Customers have started to pile up and I stand by as they order from the Burmese-inspired Chinese-Australian menu and take a seat on the milk crates, wooden benches, and old mismatched leather seats that surround the bright yellow vehicle. The bus has transformed this parking lot in the middle of Canberra into a destination of its own.
When Stu finally gets away from the service window he tells me about his father, George’s early life in Canberra and how the bus started when George noticed there was nowhere in the city to eat after 10pm. He goes on to explain the prolonged racist and violent attacks on the business that reached a peak during the annual Summer Nats event in 1992 and forced the bus’s closure. But despite the physical and emotional trauma Stu and his family have suffered here he remains passionate about his work and about his place as someone who contributes to the vibrancy of the Canberra community.
When he reopened the Mandalay Bus in 2013 he says it got a lot of support from people who wanted to see Canberra recognised as “a cool place to call home”. When asked if he thought he was contributing to Canberra’s cool new image, he replied, “Well I think Canberra was always this cool place full of diverse people.

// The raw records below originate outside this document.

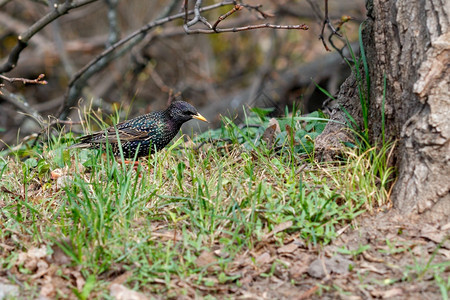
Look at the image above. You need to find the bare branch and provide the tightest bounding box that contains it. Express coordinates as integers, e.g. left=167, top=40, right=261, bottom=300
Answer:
left=0, top=74, right=47, bottom=85
left=181, top=2, right=307, bottom=35
left=186, top=0, right=202, bottom=27
left=68, top=1, right=235, bottom=90
left=0, top=0, right=99, bottom=73
left=186, top=23, right=308, bottom=34
left=104, top=0, right=120, bottom=46
left=59, top=0, right=236, bottom=119
left=311, top=0, right=343, bottom=52
left=57, top=0, right=308, bottom=120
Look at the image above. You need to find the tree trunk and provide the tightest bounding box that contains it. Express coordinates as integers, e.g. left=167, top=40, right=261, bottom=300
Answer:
left=315, top=0, right=449, bottom=221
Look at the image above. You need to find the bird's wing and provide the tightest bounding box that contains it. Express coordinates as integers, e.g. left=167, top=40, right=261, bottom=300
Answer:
left=79, top=126, right=149, bottom=145
left=70, top=114, right=159, bottom=148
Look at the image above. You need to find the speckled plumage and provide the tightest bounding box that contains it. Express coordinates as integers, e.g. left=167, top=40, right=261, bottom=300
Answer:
left=71, top=101, right=208, bottom=158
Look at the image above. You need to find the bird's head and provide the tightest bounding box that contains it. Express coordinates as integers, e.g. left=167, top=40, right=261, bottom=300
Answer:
left=168, top=101, right=208, bottom=124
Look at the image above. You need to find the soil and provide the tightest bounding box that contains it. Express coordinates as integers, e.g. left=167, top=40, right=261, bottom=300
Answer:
left=1, top=210, right=448, bottom=299
left=227, top=210, right=450, bottom=300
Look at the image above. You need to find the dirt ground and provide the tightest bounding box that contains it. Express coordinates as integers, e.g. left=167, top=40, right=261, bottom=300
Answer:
left=1, top=209, right=448, bottom=299
left=227, top=210, right=450, bottom=300
left=110, top=209, right=450, bottom=299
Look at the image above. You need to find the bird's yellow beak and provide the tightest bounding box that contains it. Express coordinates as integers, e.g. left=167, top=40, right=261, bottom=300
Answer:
left=193, top=113, right=209, bottom=123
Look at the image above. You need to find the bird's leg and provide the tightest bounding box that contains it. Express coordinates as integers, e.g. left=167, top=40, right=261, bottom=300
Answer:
left=122, top=160, right=140, bottom=166
left=121, top=159, right=148, bottom=174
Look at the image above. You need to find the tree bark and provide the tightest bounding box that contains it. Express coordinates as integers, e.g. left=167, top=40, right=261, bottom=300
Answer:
left=316, top=0, right=449, bottom=221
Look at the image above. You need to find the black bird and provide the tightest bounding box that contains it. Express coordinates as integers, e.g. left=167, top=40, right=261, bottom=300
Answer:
left=70, top=101, right=208, bottom=158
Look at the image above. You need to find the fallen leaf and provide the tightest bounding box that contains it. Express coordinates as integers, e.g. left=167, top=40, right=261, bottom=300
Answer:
left=27, top=245, right=47, bottom=259
left=362, top=251, right=384, bottom=263
left=438, top=248, right=450, bottom=258
left=51, top=239, right=73, bottom=265
left=285, top=124, right=298, bottom=146
left=111, top=271, right=133, bottom=285
left=264, top=221, right=293, bottom=239
left=0, top=283, right=19, bottom=299
left=30, top=260, right=52, bottom=279
left=262, top=118, right=281, bottom=148
left=297, top=285, right=319, bottom=300
left=326, top=255, right=353, bottom=274
left=195, top=251, right=217, bottom=268
left=51, top=168, right=65, bottom=179
left=277, top=242, right=298, bottom=254
left=420, top=224, right=450, bottom=249
left=307, top=258, right=326, bottom=279
left=307, top=255, right=353, bottom=279
left=360, top=262, right=387, bottom=275
left=255, top=252, right=271, bottom=266
left=65, top=269, right=85, bottom=291
left=16, top=245, right=48, bottom=273
left=39, top=275, right=55, bottom=298
left=441, top=222, right=450, bottom=231
left=371, top=287, right=403, bottom=298
left=289, top=261, right=309, bottom=280
left=110, top=283, right=149, bottom=300
left=213, top=248, right=229, bottom=258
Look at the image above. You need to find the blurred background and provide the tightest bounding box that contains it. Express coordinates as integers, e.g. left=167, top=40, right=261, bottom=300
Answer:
left=0, top=0, right=365, bottom=149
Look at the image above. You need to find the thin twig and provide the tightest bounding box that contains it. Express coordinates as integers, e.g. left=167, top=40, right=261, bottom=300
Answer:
left=0, top=74, right=47, bottom=85
left=240, top=3, right=274, bottom=19
left=185, top=23, right=308, bottom=34
left=212, top=4, right=243, bottom=31
left=319, top=0, right=331, bottom=51
left=184, top=0, right=212, bottom=29
left=318, top=0, right=343, bottom=52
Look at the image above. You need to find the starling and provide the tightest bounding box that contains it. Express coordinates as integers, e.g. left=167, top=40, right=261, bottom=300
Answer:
left=70, top=101, right=208, bottom=158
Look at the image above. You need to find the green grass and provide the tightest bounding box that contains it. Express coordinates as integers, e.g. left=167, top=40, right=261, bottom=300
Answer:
left=0, top=107, right=395, bottom=297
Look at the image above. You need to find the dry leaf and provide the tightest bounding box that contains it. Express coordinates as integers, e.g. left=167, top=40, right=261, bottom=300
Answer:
left=438, top=248, right=450, bottom=258
left=111, top=271, right=133, bottom=285
left=371, top=287, right=403, bottom=298
left=255, top=252, right=271, bottom=266
left=420, top=224, right=450, bottom=249
left=51, top=240, right=73, bottom=266
left=0, top=282, right=19, bottom=299
left=262, top=118, right=281, bottom=148
left=51, top=168, right=65, bottom=179
left=195, top=251, right=217, bottom=268
left=360, top=262, right=387, bottom=275
left=264, top=221, right=293, bottom=239
left=362, top=251, right=385, bottom=263
left=289, top=261, right=309, bottom=280
left=277, top=242, right=298, bottom=254
left=308, top=255, right=353, bottom=279
left=110, top=283, right=149, bottom=300
left=441, top=222, right=450, bottom=231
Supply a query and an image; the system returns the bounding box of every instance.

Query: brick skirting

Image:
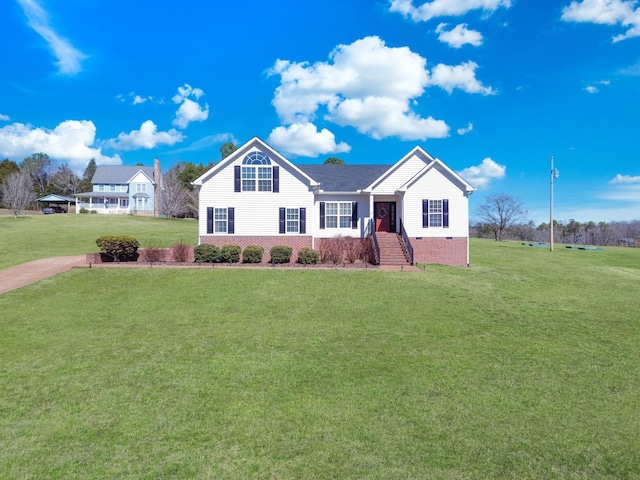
[411,237,468,267]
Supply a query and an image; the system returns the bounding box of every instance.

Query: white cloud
[16,0,87,75]
[108,120,185,151]
[0,113,9,121]
[561,0,640,42]
[165,133,238,155]
[268,36,493,142]
[457,122,473,135]
[458,157,506,189]
[585,85,599,93]
[428,61,496,94]
[436,23,484,47]
[609,173,640,184]
[0,120,121,172]
[172,84,209,129]
[267,123,351,157]
[117,92,153,105]
[389,0,511,22]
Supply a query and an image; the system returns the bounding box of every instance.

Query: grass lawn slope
[0,214,198,269]
[1,229,639,477]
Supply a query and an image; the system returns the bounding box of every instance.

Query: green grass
[1,220,640,478]
[0,214,198,269]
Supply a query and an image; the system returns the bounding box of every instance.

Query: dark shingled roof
[297,164,392,192]
[92,165,155,184]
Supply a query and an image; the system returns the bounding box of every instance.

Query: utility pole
[550,156,559,251]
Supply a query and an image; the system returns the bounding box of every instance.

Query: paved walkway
[0,256,86,295]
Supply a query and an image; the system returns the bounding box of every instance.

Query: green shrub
[297,247,320,264]
[243,245,264,263]
[96,235,139,262]
[270,245,293,264]
[79,208,89,214]
[220,244,241,263]
[194,244,220,263]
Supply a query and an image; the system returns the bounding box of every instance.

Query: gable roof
[298,164,392,192]
[92,165,155,184]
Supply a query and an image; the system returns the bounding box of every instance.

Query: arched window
[241,151,272,191]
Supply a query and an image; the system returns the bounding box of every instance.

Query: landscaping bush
[319,236,345,264]
[194,244,220,263]
[297,247,320,265]
[243,245,264,263]
[96,235,139,262]
[270,245,293,264]
[79,208,89,214]
[220,244,241,263]
[142,246,166,263]
[171,241,191,263]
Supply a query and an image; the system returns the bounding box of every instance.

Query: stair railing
[398,218,414,265]
[367,218,380,265]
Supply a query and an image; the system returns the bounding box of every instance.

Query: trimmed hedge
[220,244,241,263]
[96,235,139,262]
[270,245,293,264]
[297,247,320,265]
[194,244,220,263]
[243,245,264,263]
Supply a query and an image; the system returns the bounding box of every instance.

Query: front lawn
[1,240,639,478]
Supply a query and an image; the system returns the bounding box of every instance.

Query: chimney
[153,158,161,217]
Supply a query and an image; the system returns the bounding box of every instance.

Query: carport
[36,194,76,213]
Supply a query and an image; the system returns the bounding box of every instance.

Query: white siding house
[193,137,474,266]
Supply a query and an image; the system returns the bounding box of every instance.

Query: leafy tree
[0,171,36,217]
[78,158,97,192]
[220,142,238,159]
[0,159,20,185]
[49,163,80,196]
[476,193,528,241]
[324,157,345,165]
[20,153,52,195]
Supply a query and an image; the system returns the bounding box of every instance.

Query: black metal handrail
[399,218,414,265]
[368,218,380,265]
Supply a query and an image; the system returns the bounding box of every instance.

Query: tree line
[473,193,640,247]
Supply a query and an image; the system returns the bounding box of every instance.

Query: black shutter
[234,166,241,192]
[273,166,279,193]
[443,199,449,228]
[319,202,325,229]
[300,208,306,234]
[228,207,234,234]
[351,202,358,229]
[207,207,214,234]
[422,199,429,228]
[279,207,286,234]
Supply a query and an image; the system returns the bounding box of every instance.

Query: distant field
[0,213,198,269]
[1,232,639,478]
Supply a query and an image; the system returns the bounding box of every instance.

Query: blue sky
[1,0,639,224]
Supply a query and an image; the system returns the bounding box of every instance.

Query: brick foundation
[411,237,468,267]
[199,236,313,263]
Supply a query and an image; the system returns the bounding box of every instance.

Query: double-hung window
[325,202,351,228]
[214,208,228,233]
[286,208,299,232]
[422,199,449,228]
[136,183,147,193]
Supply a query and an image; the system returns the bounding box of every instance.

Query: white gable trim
[192,137,319,187]
[127,170,154,184]
[398,158,475,194]
[363,146,435,193]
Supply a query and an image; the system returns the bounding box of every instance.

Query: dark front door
[375,202,396,232]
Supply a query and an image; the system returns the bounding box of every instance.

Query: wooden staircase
[375,232,411,267]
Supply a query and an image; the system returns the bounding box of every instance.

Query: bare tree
[20,153,52,195]
[160,167,191,218]
[49,163,80,196]
[1,171,36,218]
[476,193,528,241]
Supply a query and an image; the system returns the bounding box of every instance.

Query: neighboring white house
[74,160,161,216]
[193,137,474,266]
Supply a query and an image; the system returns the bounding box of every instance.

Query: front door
[375,202,396,232]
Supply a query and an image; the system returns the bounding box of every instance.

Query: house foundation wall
[199,236,313,263]
[411,237,468,267]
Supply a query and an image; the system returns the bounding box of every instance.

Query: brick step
[375,232,411,266]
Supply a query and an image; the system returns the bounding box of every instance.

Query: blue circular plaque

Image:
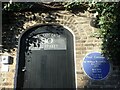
[82,52,110,80]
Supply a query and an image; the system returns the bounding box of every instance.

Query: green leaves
[98,16,105,25]
[96,2,120,63]
[2,2,120,63]
[2,2,33,12]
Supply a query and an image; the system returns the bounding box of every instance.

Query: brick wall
[1,10,120,89]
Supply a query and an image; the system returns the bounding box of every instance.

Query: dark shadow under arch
[14,24,76,89]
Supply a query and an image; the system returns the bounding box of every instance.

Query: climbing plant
[94,2,120,64]
[2,2,33,12]
[2,1,120,63]
[63,2,89,13]
[61,2,120,63]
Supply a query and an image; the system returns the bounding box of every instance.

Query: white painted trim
[63,26,77,89]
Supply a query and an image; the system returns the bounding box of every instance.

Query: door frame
[14,23,77,89]
[63,26,77,88]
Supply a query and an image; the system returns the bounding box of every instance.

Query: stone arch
[2,11,104,89]
[13,13,86,88]
[14,23,76,88]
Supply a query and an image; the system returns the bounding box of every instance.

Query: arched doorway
[15,24,76,88]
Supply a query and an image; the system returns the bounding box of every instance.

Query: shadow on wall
[2,2,65,53]
[2,11,59,53]
[2,2,90,53]
[2,12,24,52]
[2,2,120,89]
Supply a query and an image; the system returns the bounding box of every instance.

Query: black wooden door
[15,24,75,89]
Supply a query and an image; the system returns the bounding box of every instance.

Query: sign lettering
[82,52,110,80]
[28,33,66,50]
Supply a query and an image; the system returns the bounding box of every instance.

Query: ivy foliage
[2,2,33,12]
[95,2,120,64]
[2,2,120,63]
[64,2,120,63]
[63,2,90,13]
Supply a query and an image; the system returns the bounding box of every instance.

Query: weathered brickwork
[1,10,120,89]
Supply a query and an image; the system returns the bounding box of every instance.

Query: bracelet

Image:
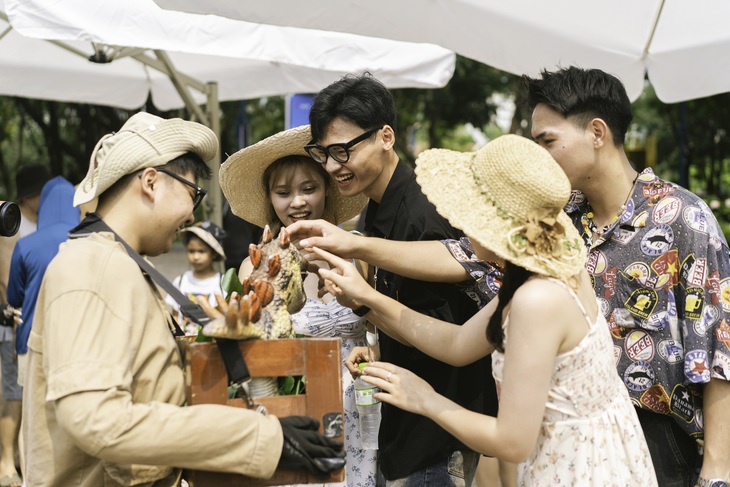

They come from all over, think they’ll only stay for a little while, but end up never leaving. I think there’s lots of culture here but we are only now getting to see it all come to the surface.”
The Mandalay Bus has been a staple part of Canberra’s image of itself for a long time now; even throughout its period of closure it sat idly in the car park in Braddon, cementing itself amongst our ideas about this city. Perhaps it will always partially represent the destructive nature of intolerance, and we should not forget this part of our history. But Stu drives the Mandalay Bus’s narrative now, and ultimately he appears less interested in telling a story about racism and intolerance than he is in having his business reflect his own values and unwavering commitment to diversity in this “cool melting pot city”.